MADAR/Nouakchott le 28-02-2026
Les manifestations se sont étendues dans la nuit de vendredi à samedi dans l’ouest de la Libye, touchant au moins quatre villes, en signe de protestation contre la détérioration des conditions de vie et pour exprimer le mécontentement face à la situation économique et sociale du pays, avec des appels au départ de tous les dirigeants au pouvoir.
À Tripoli, la capitale, des manifestants se sont rassemblés sur la place d’Algérie, tandis que d’autres ont organisé des marches à travers plusieurs rues, brandissant des slogans contre le gouvernement d’unité nationale et dénonçant la détérioration des services et les pressions économiques, notamment après l’effondrement de la valeur du dinar libyen et le début de l’application de nouvelles taxes sur les biens importés.

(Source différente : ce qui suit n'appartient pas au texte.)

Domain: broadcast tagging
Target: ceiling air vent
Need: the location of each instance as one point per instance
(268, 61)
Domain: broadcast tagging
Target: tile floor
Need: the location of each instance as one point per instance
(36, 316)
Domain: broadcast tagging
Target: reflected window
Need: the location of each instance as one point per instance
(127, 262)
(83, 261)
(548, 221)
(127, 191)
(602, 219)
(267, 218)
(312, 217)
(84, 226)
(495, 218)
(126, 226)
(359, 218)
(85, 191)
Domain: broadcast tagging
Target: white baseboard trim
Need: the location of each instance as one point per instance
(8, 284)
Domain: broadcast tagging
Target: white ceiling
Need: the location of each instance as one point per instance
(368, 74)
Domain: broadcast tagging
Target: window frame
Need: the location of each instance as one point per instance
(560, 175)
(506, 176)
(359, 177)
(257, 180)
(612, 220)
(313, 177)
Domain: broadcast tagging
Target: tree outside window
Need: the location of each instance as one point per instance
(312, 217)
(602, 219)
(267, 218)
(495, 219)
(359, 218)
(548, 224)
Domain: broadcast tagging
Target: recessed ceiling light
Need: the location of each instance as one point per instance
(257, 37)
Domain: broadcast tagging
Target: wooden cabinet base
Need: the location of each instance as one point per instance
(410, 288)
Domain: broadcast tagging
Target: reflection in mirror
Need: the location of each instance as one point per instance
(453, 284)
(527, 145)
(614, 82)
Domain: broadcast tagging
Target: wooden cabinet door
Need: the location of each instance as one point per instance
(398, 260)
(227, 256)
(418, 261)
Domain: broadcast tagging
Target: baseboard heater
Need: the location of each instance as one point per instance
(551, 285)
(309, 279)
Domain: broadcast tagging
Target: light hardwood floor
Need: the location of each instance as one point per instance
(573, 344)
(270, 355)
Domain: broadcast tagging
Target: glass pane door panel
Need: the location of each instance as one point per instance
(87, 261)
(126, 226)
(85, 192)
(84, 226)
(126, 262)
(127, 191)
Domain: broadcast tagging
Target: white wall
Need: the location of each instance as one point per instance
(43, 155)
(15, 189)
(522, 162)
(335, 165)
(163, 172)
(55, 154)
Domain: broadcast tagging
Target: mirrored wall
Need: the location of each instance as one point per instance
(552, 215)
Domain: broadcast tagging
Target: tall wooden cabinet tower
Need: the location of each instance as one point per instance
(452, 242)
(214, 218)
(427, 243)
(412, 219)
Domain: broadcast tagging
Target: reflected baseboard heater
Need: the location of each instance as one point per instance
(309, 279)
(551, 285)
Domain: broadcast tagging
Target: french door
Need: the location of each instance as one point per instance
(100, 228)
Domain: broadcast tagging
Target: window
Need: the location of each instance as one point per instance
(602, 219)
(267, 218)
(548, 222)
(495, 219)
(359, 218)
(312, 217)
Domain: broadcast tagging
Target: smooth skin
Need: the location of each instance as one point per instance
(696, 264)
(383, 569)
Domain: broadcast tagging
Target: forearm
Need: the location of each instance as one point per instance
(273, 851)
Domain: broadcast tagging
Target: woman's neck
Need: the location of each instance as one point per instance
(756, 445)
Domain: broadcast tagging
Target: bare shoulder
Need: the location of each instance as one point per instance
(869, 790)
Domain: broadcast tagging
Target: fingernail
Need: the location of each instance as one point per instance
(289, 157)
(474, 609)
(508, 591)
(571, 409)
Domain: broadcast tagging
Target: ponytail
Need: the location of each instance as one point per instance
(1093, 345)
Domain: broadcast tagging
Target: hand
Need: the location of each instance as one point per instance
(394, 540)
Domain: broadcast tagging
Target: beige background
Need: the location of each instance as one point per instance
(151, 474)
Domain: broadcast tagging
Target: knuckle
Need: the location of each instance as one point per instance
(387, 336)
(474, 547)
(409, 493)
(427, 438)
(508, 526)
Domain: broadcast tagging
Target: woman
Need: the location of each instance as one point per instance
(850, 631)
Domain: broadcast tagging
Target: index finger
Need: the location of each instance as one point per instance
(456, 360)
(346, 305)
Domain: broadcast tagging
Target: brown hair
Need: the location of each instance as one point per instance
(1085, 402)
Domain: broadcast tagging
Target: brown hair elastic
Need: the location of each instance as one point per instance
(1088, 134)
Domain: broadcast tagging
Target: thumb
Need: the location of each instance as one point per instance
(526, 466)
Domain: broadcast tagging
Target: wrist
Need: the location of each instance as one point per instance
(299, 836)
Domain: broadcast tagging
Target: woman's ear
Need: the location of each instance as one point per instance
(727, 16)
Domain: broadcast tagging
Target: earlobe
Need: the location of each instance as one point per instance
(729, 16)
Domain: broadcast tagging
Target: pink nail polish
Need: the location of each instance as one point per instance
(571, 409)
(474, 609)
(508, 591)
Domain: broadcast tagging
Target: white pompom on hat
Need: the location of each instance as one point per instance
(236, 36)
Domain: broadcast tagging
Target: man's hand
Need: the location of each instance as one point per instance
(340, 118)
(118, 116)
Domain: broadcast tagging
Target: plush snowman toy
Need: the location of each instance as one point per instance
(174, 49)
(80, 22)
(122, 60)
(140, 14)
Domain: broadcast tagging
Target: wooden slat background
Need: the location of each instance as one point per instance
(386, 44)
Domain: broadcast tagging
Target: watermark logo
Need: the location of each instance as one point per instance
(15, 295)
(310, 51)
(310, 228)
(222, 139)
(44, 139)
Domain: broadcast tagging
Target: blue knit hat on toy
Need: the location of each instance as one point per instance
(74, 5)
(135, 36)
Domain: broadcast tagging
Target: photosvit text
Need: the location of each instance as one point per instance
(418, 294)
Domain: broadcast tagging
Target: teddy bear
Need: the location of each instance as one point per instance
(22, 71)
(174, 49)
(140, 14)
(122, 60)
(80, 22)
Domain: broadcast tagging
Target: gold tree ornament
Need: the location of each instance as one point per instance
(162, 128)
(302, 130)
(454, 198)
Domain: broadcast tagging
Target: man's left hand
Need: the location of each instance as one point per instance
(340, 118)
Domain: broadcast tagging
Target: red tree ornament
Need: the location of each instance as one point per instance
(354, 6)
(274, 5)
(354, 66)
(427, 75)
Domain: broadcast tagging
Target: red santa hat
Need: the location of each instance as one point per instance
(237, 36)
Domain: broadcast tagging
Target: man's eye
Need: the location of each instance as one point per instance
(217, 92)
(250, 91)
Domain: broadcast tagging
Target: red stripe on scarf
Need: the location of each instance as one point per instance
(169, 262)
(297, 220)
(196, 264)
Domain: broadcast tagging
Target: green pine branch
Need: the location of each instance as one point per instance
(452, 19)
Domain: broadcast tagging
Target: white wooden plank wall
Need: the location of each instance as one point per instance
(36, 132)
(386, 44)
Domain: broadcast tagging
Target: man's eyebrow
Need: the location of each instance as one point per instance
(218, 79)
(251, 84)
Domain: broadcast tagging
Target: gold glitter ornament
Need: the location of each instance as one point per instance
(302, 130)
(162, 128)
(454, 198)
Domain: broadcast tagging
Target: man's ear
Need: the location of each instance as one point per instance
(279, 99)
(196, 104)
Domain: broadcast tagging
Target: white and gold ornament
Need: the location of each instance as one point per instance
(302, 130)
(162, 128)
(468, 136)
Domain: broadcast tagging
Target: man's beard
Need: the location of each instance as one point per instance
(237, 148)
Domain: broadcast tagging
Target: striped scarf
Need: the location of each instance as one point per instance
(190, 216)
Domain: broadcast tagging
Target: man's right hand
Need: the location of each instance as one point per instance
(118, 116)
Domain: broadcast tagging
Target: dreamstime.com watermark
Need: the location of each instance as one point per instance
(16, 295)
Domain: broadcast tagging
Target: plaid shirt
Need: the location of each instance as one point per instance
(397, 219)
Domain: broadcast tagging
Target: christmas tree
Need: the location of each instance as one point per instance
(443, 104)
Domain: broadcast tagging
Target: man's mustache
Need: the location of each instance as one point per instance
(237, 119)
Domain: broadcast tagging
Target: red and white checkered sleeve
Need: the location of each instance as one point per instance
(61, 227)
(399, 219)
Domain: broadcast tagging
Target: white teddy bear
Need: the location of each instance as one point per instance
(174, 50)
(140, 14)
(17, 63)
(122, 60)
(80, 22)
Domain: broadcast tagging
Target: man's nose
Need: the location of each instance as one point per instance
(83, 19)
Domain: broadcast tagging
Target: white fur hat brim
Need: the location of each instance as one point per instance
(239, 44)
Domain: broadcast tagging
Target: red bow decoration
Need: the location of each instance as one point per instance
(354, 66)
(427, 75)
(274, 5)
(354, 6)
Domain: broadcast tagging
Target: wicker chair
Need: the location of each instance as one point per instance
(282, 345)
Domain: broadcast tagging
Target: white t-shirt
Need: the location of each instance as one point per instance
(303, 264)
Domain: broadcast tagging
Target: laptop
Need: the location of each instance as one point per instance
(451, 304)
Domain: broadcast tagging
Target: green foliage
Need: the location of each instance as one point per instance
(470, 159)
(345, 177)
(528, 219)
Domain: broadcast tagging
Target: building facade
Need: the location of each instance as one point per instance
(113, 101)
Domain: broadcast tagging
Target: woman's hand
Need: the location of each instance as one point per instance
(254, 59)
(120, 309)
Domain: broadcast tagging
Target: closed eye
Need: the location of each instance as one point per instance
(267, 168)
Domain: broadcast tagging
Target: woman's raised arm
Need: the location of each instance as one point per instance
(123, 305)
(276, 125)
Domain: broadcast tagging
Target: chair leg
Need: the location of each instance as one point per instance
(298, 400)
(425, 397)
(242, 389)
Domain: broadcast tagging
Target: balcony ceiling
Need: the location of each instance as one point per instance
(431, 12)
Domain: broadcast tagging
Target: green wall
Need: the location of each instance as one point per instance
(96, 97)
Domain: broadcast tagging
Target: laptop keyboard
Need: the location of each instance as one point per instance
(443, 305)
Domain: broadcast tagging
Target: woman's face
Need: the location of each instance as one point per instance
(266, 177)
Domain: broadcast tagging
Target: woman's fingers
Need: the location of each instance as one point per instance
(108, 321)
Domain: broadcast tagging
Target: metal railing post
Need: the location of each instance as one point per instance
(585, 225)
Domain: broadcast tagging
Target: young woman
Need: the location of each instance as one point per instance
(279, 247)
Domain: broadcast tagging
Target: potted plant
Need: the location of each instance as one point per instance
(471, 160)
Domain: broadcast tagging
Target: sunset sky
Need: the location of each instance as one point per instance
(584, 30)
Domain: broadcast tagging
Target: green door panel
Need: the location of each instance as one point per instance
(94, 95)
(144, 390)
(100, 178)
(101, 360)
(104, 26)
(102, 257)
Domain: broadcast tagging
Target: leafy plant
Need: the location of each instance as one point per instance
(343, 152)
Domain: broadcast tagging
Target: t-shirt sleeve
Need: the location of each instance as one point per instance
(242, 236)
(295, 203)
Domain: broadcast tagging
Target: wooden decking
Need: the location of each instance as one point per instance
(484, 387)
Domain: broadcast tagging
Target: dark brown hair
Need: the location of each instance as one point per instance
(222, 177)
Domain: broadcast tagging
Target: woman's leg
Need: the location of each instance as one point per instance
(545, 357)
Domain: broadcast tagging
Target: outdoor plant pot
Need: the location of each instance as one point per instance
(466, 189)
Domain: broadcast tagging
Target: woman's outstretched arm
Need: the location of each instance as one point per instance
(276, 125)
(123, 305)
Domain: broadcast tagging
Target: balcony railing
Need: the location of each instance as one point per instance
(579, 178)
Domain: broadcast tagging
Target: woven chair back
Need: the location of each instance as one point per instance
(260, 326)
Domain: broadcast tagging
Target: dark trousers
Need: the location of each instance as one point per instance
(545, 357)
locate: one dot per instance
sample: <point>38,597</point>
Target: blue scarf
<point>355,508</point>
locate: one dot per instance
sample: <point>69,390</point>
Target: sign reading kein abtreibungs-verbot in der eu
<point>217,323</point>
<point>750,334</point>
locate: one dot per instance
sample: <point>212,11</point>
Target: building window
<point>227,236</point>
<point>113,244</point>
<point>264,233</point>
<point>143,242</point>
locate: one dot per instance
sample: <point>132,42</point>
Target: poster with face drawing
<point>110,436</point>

Les villes de Zliten et de Zawiya ont connu des manifestations similaires, où les manifestants ont exigé la dissolution de tous les corps politiques de l’est et de l’ouest et un changement de la situation politique, les tenant responsables de l’échec dans la gestion du pays, brandissant des slogans appelant à la reddition de comptes.
Cela est survenu après que les mouvements populaires ont commencé, depuis l’annonce du lancement par la Banque centrale de Libye de nouvelles taxes sur un certain nombre de produits alimentaires et de consommation importés, dans une démarche visant à remédier aux déséquilibres financiers résultant de la hausse du prix du dollar.